RELATED STORY: Outgoing Joint Chiefs Chairman Mark Milley played a key role in defending our democracy from Trump
In the same Atlantic profile, Milley also described an instance when Trump complained to him about the presence of a wounded Army veteran who sang “God Bless America” at the welcoming ceremony for Milley as the new Joint Chiefs of Staff chair. Trump told Milley not to allow the wounded veteran to appear at public events again.
In a Sept. 24 interview on CNN’s “State of the Union,” Buttigieg criticized Trump, saying it was just the latest “in a pattern of outrageous attacks” by Trump on those who serve the country.

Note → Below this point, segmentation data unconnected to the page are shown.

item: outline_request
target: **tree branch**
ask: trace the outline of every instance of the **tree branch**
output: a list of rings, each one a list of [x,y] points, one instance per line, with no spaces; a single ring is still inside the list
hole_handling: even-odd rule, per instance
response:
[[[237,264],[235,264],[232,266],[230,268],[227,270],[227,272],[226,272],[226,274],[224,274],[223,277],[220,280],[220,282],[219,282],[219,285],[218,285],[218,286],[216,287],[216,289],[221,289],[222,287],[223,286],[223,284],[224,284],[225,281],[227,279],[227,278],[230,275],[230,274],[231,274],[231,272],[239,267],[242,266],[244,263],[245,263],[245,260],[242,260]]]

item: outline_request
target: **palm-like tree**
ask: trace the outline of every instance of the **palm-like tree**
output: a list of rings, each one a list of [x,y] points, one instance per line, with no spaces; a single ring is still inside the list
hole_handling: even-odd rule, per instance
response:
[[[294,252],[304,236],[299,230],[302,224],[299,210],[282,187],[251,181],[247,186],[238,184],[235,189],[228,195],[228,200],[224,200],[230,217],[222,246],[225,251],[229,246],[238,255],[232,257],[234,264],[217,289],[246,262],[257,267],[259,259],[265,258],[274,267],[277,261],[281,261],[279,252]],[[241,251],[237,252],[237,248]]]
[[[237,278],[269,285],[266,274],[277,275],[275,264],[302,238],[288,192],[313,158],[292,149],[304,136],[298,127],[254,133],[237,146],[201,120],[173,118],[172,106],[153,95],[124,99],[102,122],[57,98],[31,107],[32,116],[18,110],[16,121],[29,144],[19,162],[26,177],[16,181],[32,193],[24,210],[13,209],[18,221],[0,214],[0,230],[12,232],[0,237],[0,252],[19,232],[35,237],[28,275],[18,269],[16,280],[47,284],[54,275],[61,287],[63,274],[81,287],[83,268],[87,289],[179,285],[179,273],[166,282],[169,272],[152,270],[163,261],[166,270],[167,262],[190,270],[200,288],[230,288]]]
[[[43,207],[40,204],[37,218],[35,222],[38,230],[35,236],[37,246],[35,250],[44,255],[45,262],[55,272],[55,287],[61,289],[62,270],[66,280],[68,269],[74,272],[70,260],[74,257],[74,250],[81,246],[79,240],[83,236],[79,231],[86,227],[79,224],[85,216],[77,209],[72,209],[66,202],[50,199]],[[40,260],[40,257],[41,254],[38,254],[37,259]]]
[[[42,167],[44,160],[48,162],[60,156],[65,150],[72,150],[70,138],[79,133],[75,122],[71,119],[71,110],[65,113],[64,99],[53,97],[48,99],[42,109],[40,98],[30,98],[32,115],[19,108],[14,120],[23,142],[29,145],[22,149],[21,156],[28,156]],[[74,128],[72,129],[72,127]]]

Buttigieg told CNN’s Dana Bash:
“These are the kind of people who deserve respect, and a hell of a lot more than that, from every American and definitely from every American president.”

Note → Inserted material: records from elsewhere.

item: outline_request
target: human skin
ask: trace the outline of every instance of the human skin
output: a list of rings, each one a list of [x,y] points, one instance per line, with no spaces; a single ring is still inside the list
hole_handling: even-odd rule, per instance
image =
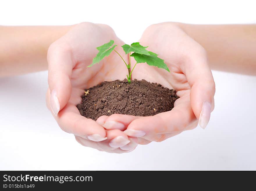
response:
[[[40,30],[35,29],[37,36],[45,34],[44,27],[40,27],[42,28]],[[253,32],[255,25],[204,26],[170,22],[153,25],[146,29],[139,41],[143,45],[149,46],[149,50],[159,54],[171,72],[140,63],[133,72],[132,79],[144,79],[175,89],[180,98],[170,112],[150,117],[105,116],[99,118],[97,123],[81,116],[75,107],[81,101],[83,90],[102,81],[122,79],[127,69],[113,52],[100,63],[89,68],[86,66],[91,63],[97,53],[93,47],[111,39],[119,45],[116,49],[127,61],[128,55],[124,55],[120,47],[124,43],[106,25],[84,23],[60,27],[59,30],[52,32],[58,32],[43,35],[46,37],[40,38],[38,41],[35,40],[34,33],[30,35],[26,34],[26,36],[31,36],[34,40],[31,41],[33,46],[25,47],[19,43],[24,41],[17,40],[22,40],[23,33],[19,36],[18,33],[16,43],[11,43],[7,50],[1,49],[4,50],[0,54],[0,58],[5,59],[4,62],[0,60],[0,66],[4,66],[9,71],[1,75],[11,75],[16,61],[13,58],[22,53],[26,56],[26,59],[22,57],[19,60],[19,66],[22,66],[19,67],[22,68],[22,72],[26,71],[27,67],[30,71],[42,69],[45,66],[43,60],[47,46],[52,39],[58,38],[58,35],[63,36],[48,50],[50,88],[47,95],[47,106],[63,129],[75,134],[77,140],[83,145],[100,150],[118,153],[129,152],[138,143],[161,141],[193,128],[198,119],[200,125],[205,128],[214,107],[214,85],[209,64],[212,68],[220,70],[251,74],[256,72],[253,51],[256,44],[256,33]],[[42,33],[41,30],[44,31]],[[0,30],[0,37],[4,36],[2,31]],[[231,33],[229,35],[229,32]],[[48,35],[53,37],[48,39]],[[7,35],[8,37],[10,36]],[[8,44],[8,38],[4,38],[5,43]],[[34,43],[34,41],[37,43]],[[34,48],[33,51],[29,49],[37,47],[40,43],[44,48]],[[235,46],[237,44],[239,46]],[[15,51],[11,51],[15,46],[19,47],[17,55]],[[12,52],[10,54],[9,52]],[[37,57],[38,54],[39,59]],[[30,64],[26,65],[29,58]],[[38,59],[41,61],[38,66],[34,63]],[[135,63],[132,58],[131,60],[132,67]],[[103,140],[105,139],[107,139]]]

At his retirement ceremony last Friday, Milley emphasized that the U.S. armed forces take an oath to the Constitution not to any “king, or queen, or tyrant or a dictator, and we don’t take an oath to a wannabe dictator.”
RELATED STORY: ‘We don't take an oath to a wannabe dictator’: Gen. Mark Milley’s powerful retirement speech
In his interview with Psaki, Buttigieg drew on his own experience in the U.S. Navy Reserve, which the Harvard graduate joined as an intelligence officer through the direct commission program offered to applicants with academic degrees. He told ABC News that his family has a tradition of military service.
During his deployment in Afghanistan, Buttigieg said he was not involved in direct combat, but he did say he often drove his commanding officer outside the wire surrounding the Bagram Air Base near Kabul, where they were at risk of ambushes or improvised explosive devices. He told Psaki:
“I knew every time I put on that uniform, every time I went to work, every time I got into a vehicle, every time I went outside the wire, that I was with men and women who were serving and supporting each other and responsive to a chain of command that was not about politics, that did not break down because of our political differences.”
He added that what Trump and extremist House Republicans are doing “undermines” and “threatens” those who serve in the U.S. armed forces. He did not mention it specifically, but if MAGA House members had succeeded in shutting down the government, there would have been no paychecks coming to members of the military on active duty.
Buttigieg emphasized that this was happening “at a time when we need those institutions that are still at least somewhat outside of the chaos that the last administration sowed and that some extreme House Republicans are sowing as we speak. We need what the military has to offer by way of nonpartisan stability more than ever. And I would say that Gen. Milley has been a class act in how he’s dealt with it.”